Drainage Ditches

Description

Every time it rains on Farmer John's fields, a pond forms over Bessie's favorite clover patch. This means that the clover is covered by water for awhile and takes quite a long time to regrow. Thus, Farmer John has built a set of drainage ditches so that Bessie's clover patch is never covered in water. Instead, the water is drained to a nearby stream. Being an ace engineer, Farmer John has also installed regulators at the beginning of each ditch, so he can control at what rate water flows into that ditch. Farmer John knows not only how many gallons of water each ditch can transport per minute but also the exact layout of the ditches, which feed out of the pond and into each other and stream in a potentially complex network. Given all this information, determine the maximum rate at which water can be transported out of the pond and into the stream. For any given ditch, water flows in only one direction, but there might be a way that water can flow in a circle.

Input

The input includes several cases. For each case, the first line contains two space-separated integers, N (0 <= N <= 200) and M (2 <= M <= 200). N is the number of ditches that Farmer John has dug. M is the number of intersections points for those ditches. Intersection 1 is the pond. Intersection point M is the stream. Each of the following N lines contains three integers, Si, Ei, and Ci. Si and Ei (1 <= Si, Ei <= M) designate the intersections between which this ditch flows. Water will flow through this ditch from Si to Ei. Ci (0 <= Ci <= 10,000,000) is the maximum rate at which water will flow through the ditch.

Output

For each case, output a single integer, the maximum rate at which water may emptied from the pond.

Sample Input

5 4
1 2 40
1 4 20
2 4 20
2 3 30
3 4 10

Sample Output

50
***********************************************************************************************************
基本dinic算法。

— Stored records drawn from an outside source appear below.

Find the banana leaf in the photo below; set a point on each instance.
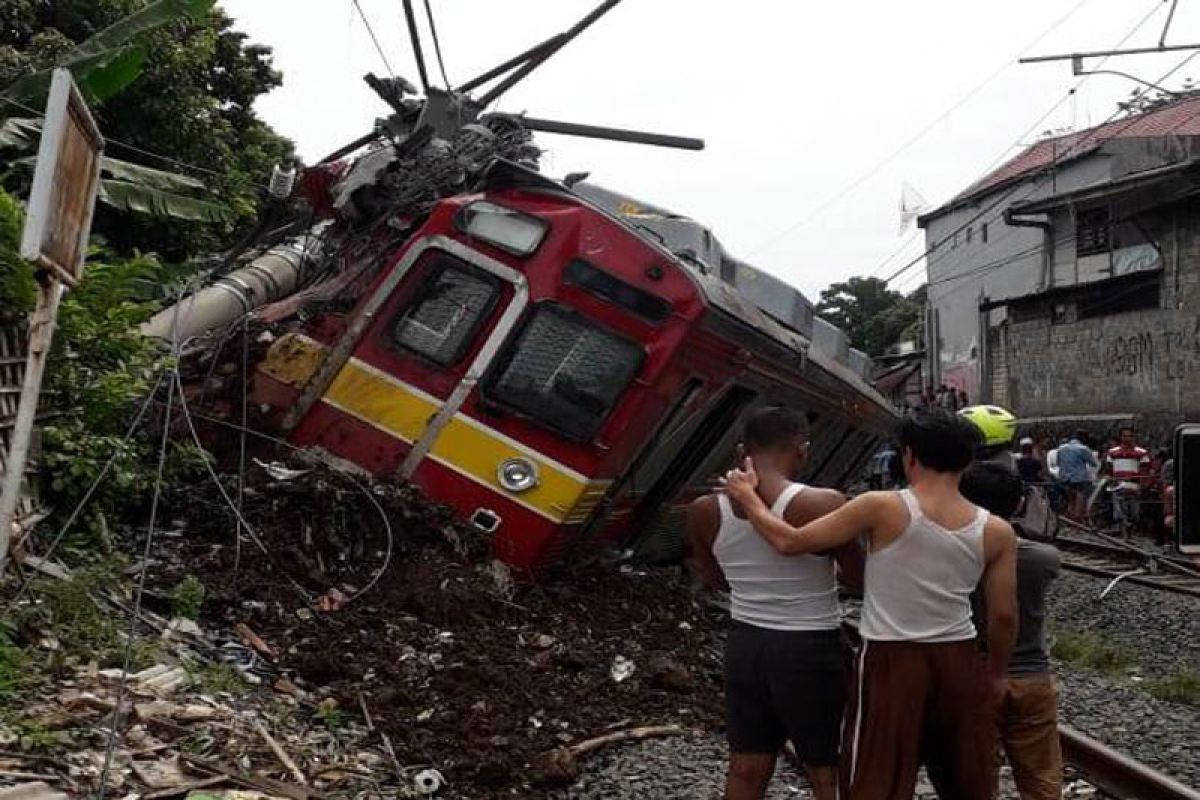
(139, 175)
(154, 202)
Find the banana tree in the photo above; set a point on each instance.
(103, 65)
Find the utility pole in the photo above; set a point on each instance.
(58, 223)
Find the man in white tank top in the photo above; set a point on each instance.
(785, 661)
(923, 692)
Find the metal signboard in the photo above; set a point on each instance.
(66, 181)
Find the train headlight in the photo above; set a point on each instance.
(510, 230)
(517, 474)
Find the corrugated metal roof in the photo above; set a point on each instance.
(1181, 118)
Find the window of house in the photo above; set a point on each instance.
(442, 320)
(1133, 293)
(1092, 232)
(564, 371)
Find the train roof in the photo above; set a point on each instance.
(750, 295)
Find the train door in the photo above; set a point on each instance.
(655, 525)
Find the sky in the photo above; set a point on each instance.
(815, 114)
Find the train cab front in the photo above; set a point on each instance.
(510, 361)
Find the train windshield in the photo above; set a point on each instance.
(444, 317)
(565, 372)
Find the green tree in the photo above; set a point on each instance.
(192, 102)
(873, 316)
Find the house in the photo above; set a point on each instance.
(1065, 282)
(1042, 223)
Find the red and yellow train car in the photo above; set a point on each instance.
(557, 372)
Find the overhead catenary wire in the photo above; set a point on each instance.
(919, 134)
(375, 40)
(437, 44)
(1048, 169)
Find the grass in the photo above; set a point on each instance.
(1091, 650)
(1179, 687)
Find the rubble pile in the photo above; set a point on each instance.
(347, 656)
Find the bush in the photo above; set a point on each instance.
(17, 288)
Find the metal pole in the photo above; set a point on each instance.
(1137, 50)
(41, 332)
(414, 37)
(616, 134)
(538, 60)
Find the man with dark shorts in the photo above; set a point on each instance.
(923, 693)
(785, 661)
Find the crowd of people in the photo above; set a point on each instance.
(1120, 482)
(953, 663)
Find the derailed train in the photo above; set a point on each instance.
(564, 366)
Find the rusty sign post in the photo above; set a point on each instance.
(58, 222)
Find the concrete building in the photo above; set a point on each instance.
(1081, 228)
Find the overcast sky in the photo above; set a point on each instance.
(803, 104)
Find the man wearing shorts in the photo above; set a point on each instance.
(923, 693)
(785, 660)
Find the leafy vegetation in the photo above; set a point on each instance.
(873, 316)
(17, 287)
(1090, 650)
(169, 77)
(1179, 687)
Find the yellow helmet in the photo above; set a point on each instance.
(997, 426)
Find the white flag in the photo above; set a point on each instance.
(911, 205)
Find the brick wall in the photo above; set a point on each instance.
(1144, 362)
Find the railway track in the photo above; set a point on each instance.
(1093, 552)
(1109, 770)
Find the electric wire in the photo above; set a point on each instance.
(921, 133)
(437, 44)
(375, 40)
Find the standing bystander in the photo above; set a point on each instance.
(923, 693)
(1074, 459)
(1029, 714)
(785, 660)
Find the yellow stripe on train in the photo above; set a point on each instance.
(465, 445)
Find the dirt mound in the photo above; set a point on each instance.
(465, 668)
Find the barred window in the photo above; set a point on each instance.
(443, 319)
(564, 372)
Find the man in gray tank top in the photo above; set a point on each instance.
(923, 693)
(1029, 714)
(785, 659)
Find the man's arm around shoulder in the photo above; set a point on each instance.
(815, 503)
(703, 524)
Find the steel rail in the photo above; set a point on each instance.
(1107, 769)
(1115, 773)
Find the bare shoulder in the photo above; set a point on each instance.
(813, 504)
(999, 536)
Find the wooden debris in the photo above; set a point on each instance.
(561, 765)
(280, 753)
(253, 641)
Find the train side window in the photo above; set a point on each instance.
(564, 371)
(613, 289)
(447, 313)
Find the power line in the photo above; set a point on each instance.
(136, 149)
(883, 162)
(437, 44)
(366, 22)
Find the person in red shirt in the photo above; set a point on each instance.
(1129, 468)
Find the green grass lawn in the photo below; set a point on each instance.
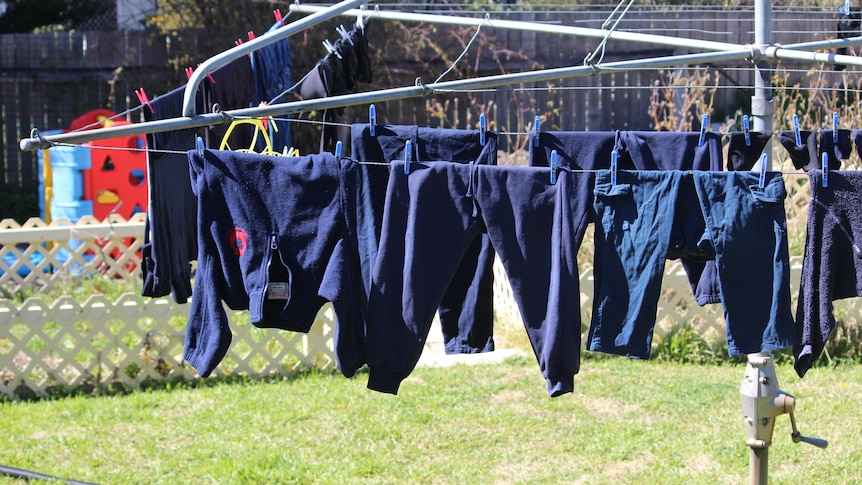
(627, 422)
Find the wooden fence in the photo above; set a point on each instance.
(47, 80)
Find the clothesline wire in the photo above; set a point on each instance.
(383, 163)
(466, 48)
(600, 49)
(367, 162)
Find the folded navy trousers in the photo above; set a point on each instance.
(642, 220)
(433, 215)
(467, 307)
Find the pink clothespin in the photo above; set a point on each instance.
(142, 97)
(209, 76)
(264, 121)
(189, 72)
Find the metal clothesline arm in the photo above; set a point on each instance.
(34, 143)
(271, 37)
(538, 27)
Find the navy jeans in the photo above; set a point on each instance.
(639, 150)
(435, 213)
(467, 307)
(640, 223)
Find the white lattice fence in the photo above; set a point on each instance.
(65, 344)
(59, 343)
(38, 256)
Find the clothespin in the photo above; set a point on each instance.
(189, 72)
(331, 48)
(704, 124)
(796, 130)
(408, 154)
(142, 97)
(345, 35)
(553, 167)
(825, 167)
(835, 127)
(538, 123)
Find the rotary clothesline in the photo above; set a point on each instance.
(738, 52)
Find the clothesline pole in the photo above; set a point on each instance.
(762, 109)
(245, 48)
(393, 94)
(763, 103)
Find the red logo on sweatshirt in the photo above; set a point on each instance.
(238, 240)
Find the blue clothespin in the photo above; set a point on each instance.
(408, 155)
(796, 130)
(704, 124)
(825, 168)
(538, 124)
(553, 167)
(835, 127)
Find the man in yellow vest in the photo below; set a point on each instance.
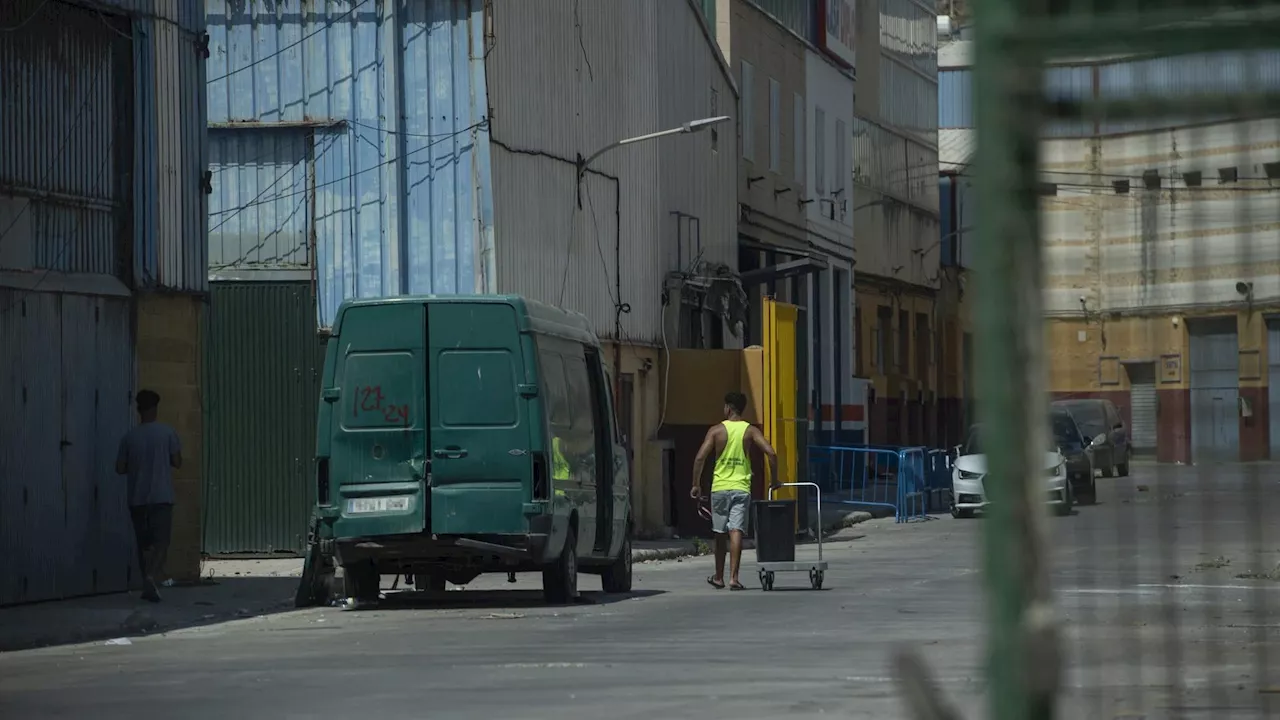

先bfs（）求到源点的最短距离，再find（）每次余下残留网络。
***********************************************************************************************************

#include<iostream>
#include<string>
#include<cstring>
#include<cmath>
#include<algorithm>
#include<cstdio>
#include<queue>
#include<vector>
#include<stack>
using namespace std;
const  int inf=1<<28;
int  dis[10001],i,j;
int map[1001][1001];
int n,m;
int source,sink;
queue<int>Q;
int min(int a,int b)
 {
     return a>b?b:a;
 }
int bfs()//找最短路径（距源点的和sap算法正好相反）
 {
    if(!Q.empty())Q.pop();
    memset(dis,-1,sizeof(dis));
    Q.push(source);
    dis[source]=0;
    while(!Q.empty())
     {
         int h=Q.front();
         Q.pop();
         for(int it=1;it<=n;it++)
          if(dis[it]<0&&map[h][it]>0)
          {
             dis[it]=dis[h]+1;
             Q.push(it);
          }

     }
     if(dis[sink]>0)//满足到达源点返回真，否则返回假
      return 1;
    else
     return 0;
 }
 int find(int x,int low)//找到一条路径，减cap最小的路径，留下残留网络
  {
      int g,f=0;
      if(x==sink)
       return low;
      for(g=1;g<=n;g++)
       if(map[x][g]>0&&(dis[g]==dis[x]+1)&&(f=find(g,min(low,map[x][g]))))//找瓶颈值
        {
            map[x][g]-=f;
            map[g][x]+=f;
            return f;
        }
       return 0;
  }
  int main()
  {
      while(scanf("%d%d",&m,&n)!=EOF)
      {
          int st,en,c;
          memset(map,0,sizeof(map));
          for(i=1;i<=m;i++)
          {
           cin>>st>>en>>c;
           map[st][en]+=c;//防止两点之间有多条路
          }
          int ans=0;
          int tans;
          source=1;sink=n;
          while(bfs())
          {
              while(tans=find(source,inf))//一次bfs()多次寻找直到找不到为止
                ans+=tans;
          }
        cout<<ans<<endl;
      }
      return 0;
  }

坚持！！！！！